In a rare display of unity, all 56 of the nation’s attorney’s general, representing each U.S. state and territory, are urging Congress “to end secret, forced arbitration in cases of workplace sexual harassment.”
The bipartisan effort was spearheaded by Florida Attorney General Pam Bondi and North Carolina Attorney General Josh Stein.
“Too often employees are required to sign employment contracts containing arbitration agreements mandating that sexual harassment claims be resolved through private arbitration instead of the judicial process,” they said in a Feb. 12 statement. “The secrecy surrounding these proceedings can protect serial violators and provide inadequate relief to victims.
The letter asks leaders in the House of Representative and Senate asks Congress “to pass appropriately-tailored legislation to ensure that sexual harassment victims have a right to their day in court.”
It has been a decade since all 56 U.S. Attorneys General jointly petitioned Congress.
The issue at hand: employees are often required to sign contracts stipulating that sexual harassment claims be settled in private courts.
“We seek to ensure these victims’ access to the courts, so that they may pursue justice and obtain appropriate relief free from the impediment of arbitration requirements,” the letter says. “Access to the judicial system, whether federal or state, is a fundamental right of all Americans.

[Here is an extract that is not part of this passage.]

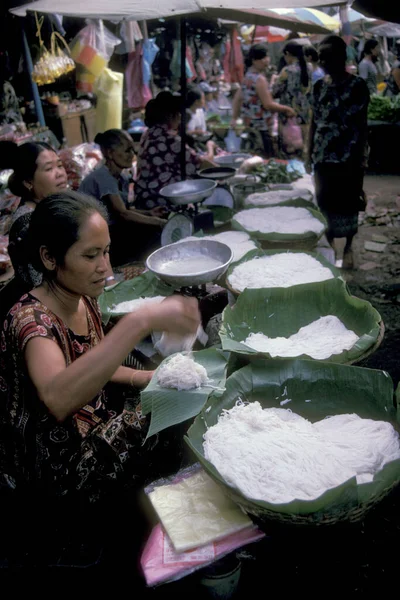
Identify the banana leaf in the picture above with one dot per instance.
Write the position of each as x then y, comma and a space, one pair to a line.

That right should extend fully to persons who have been subjected to sexual harassment in the workplace.”
These arbitration requirements often are set forth in clauses found within the “fine print” of lengthy employment contracts. Moreover, the AGs say, these clauses typically are presented in boilerplate “take-it-or-leave-it” fashion by the employers.
“As a consequence, many employees will not even recognize that they are bound by arbitration clauses until they have been sexually harassed and attempt to bring suit,” they wrote. “While there may be benefits to arbitration provisions in other contexts, they do not extend to sexual harassment claims. Victims of such serious misconduct should not be constrained to pursue relief from decision makers who are not trained as judges, are not qualified to act as courts of law, and are not positioned to ensure that such victims are accorded both procedural and substantive due process.”
Additional concerns arise from the secrecy requirements of arbitration clauses, “which disserve the public interest by keeping both the harassment complaints and any settlements confidential,” the letter says.
“This veil of secrecy may then prevent other persons similarly situated from learning of the harassment claims so that they, too, might pursue relief,” it adds.
“Ending mandatory arbitration of sexual harassment claims would help to put a stop to the culture of silence that protects perpetrators at the cost of their victims.
The letter “applauds” Microsoft Corporation for recently announcing that it will discontinue arbitration requirements with respect to sexual harassment claims and for supporting legislation to ensure that victims of sexual harassment be accorded the right of access to our judicial system.